Hostess Munchies
- Product type: Potato chips
- Owner: PepsiCo
- Produced by: Frito–Lay
- Country: Canada
- Introduced: 1935 2024; 2 years ago (revival)
- Discontinued: 1996; 30 years ago (rebranded to Lay's)
- Related brands: Lay's
- Markets: Canada
- Previous owners: Hostess Food Products (1935–59) General Foods (1959–92)
- Website: munchies.ca

= Hostess Potato Chips =

Brand of potato chips

Hostess, also known as Munchies from 2024, is a potato chip brand that was the leading brand in Canada for many years after its creation in 1935. During its heyday, they fended off any attempt to displace them from their commanding position, and maintained their #1 position into the 1980s, even in the face of increased competition from US-based companies entering the Canadian market before eventually leading to a merger with US based Lay's in 1988.

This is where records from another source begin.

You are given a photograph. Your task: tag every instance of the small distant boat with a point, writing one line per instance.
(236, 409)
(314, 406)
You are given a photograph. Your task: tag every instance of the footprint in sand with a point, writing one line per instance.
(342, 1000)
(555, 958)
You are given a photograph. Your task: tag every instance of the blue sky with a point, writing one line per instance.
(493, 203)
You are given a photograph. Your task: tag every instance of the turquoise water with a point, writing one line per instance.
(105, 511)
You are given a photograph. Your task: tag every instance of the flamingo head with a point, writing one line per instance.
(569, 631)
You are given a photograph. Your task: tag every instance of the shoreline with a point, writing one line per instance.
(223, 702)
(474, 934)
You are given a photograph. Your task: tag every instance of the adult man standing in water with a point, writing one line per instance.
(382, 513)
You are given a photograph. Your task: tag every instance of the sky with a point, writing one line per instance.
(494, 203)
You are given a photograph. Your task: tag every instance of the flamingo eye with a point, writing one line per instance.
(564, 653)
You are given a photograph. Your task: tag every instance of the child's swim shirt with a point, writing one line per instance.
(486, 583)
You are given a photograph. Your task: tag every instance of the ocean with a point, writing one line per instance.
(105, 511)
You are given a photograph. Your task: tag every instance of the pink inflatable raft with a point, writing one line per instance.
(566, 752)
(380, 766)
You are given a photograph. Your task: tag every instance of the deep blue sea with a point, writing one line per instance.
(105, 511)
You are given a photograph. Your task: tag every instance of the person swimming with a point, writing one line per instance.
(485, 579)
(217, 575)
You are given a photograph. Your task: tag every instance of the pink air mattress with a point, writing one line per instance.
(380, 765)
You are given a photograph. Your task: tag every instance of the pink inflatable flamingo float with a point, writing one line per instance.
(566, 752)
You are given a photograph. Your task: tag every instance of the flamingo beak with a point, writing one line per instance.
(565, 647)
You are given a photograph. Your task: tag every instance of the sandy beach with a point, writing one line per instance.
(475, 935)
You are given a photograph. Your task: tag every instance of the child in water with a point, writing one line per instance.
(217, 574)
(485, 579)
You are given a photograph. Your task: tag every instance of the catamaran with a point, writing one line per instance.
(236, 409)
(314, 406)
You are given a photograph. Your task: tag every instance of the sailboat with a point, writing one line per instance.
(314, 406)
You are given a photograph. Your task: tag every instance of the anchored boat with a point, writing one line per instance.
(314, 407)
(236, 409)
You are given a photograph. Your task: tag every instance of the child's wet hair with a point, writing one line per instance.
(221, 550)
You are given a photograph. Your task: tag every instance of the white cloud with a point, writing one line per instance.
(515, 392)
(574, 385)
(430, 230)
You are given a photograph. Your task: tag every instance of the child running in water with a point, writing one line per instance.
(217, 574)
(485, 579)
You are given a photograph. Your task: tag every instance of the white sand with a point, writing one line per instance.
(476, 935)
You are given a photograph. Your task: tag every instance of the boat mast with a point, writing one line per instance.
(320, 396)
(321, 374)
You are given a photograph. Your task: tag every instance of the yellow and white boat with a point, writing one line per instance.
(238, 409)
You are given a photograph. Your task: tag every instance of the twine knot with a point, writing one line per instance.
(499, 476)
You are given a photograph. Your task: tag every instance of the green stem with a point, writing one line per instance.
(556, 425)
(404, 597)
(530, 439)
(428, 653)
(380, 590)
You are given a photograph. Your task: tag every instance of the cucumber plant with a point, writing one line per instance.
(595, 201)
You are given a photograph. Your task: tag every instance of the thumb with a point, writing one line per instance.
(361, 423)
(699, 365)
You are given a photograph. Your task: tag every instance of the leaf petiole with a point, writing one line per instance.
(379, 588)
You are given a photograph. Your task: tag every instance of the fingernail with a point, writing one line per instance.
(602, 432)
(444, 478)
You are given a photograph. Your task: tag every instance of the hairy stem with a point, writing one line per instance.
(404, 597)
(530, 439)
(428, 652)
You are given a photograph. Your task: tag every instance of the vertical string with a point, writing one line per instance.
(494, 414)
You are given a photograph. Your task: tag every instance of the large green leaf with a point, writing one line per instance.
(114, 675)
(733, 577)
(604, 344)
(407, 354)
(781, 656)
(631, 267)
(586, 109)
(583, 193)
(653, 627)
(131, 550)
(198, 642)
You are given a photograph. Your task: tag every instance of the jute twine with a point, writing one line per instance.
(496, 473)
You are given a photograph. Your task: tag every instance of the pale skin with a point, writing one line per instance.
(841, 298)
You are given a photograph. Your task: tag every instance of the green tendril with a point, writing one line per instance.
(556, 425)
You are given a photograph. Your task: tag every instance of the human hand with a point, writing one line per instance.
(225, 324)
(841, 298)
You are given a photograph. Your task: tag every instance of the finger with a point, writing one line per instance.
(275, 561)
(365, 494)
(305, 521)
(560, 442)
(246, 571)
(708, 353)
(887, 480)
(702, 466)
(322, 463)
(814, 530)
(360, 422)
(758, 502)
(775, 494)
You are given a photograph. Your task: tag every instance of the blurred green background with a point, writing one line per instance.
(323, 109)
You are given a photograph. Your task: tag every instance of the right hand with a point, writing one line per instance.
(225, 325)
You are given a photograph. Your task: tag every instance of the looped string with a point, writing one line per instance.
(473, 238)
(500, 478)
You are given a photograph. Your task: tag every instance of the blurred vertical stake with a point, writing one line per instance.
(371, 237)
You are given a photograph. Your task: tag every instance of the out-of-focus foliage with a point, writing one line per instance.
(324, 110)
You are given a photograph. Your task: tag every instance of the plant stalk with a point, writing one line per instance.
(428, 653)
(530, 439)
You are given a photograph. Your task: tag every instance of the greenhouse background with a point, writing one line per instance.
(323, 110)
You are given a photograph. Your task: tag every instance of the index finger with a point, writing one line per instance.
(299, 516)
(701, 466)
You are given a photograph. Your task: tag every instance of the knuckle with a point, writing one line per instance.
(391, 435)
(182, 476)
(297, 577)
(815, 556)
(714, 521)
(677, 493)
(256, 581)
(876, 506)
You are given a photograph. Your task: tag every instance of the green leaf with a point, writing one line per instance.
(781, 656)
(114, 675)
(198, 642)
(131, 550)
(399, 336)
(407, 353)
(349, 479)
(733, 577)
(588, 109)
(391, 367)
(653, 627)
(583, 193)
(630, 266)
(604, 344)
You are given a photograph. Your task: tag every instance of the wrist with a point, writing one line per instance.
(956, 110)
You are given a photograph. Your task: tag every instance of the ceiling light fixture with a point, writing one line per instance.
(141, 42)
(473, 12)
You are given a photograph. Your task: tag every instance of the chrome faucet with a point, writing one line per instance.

By the early 1990s, Hostess suffered serious brand erosion and competition with the introduction of various "upscale" brands such as Kettle Chips and Miss Vickie's. The brand was replaced by the multi-national Lay's banner in 1996 as part of its major re-branding exercise. As of , the Hostess brand is used only on a few products. The brand was revived in 2024 as Munchies.

==History==
===Beginnings===
Hostess was formed in 1935 when Edward Snyder began cooking chips on his mother's kitchen stove in Breslau, Ontario, outside Kitchener, Ontario. Potato chips remained a fairly small part of the snack food market until the 1950s, when snack foods in general became more widely available. In 1955, Snyder sold his company to E.W. Vanstone, who expanded the company greatly before selling his interest to General Foods in 1959.

Starting in 1981, the chips had new mascots known as the Munchies, that were used for advertisements and appeared on the chip packaging. The Munchies were designed and created by Richard Siu, a Canadian artist. The Munchies were three friendly, goblin-like creatures coloured red, orange, and yellow.

===New chapter===

The back of the bags of the 2007 line of Hostess Potato Chips.

The introduction of corn chips to the market led to a partnership between Hostess and Frito-Lay (owned by PepsiCo) in 1987, bringing Doritos to Canada for the first time (Doritos were in Canada in the late 1970s). This move was followed by the introduction of other Frito Lay brands, including Ruffles, Tostitos and Cheetos (Lay's, Frito Lay's major US chip brand, was already being licensed for Canadian manufacture by another company). Hostess remained the major chip brand in Canada even after the arrangement. The partnership led to a merger in 1988, with the joint company known as Hostess Frito Lay. In 1992, PepsiCo acquired full ownership of Hostess by buying out Kraft General Foods' remaining interest.

===Decline and return===
With the brand popularity falling, it was decided to re-brand the product as Lay's in 1996. This change presented no small amount of difficulty, as the product was already on sale in Canada via a third party. An aggressive advertising campaign by BBDO Canada featuring famous hockey players such as Mark Messier and Eric Lindros launched the "new" brand in 1997, and within eighteen months Lay's was selling twice the volume of products that it had been under the Hostess moniker. Hostess largely disappeared, and the company dropped "Hostess" from its name, becoming Frito Lay Canada.

The only remaining major Hostess retail product was Hickory Sticks, a flavoured potato stick brand which maintains broad distribution on par with other Lay's Canada brands.

In 2021, Frito-Lay reintroduced the salt and vinegar variety of Hickory Sticks in an unusually shaped bag for chips, being wider than it is tall.

In September 2024, Frito-Lay reintroduced the Munchies characters with a new snack brand named Munchies. Unlike Hostess, Munchies also includes tortilla chips and flavoured popcorn in its lineup.

==Marketing==
During its existence, the slogan for Hostess chips was "'Cause when you've got the munchies, nothing else will do. Hostess Potato Chips!"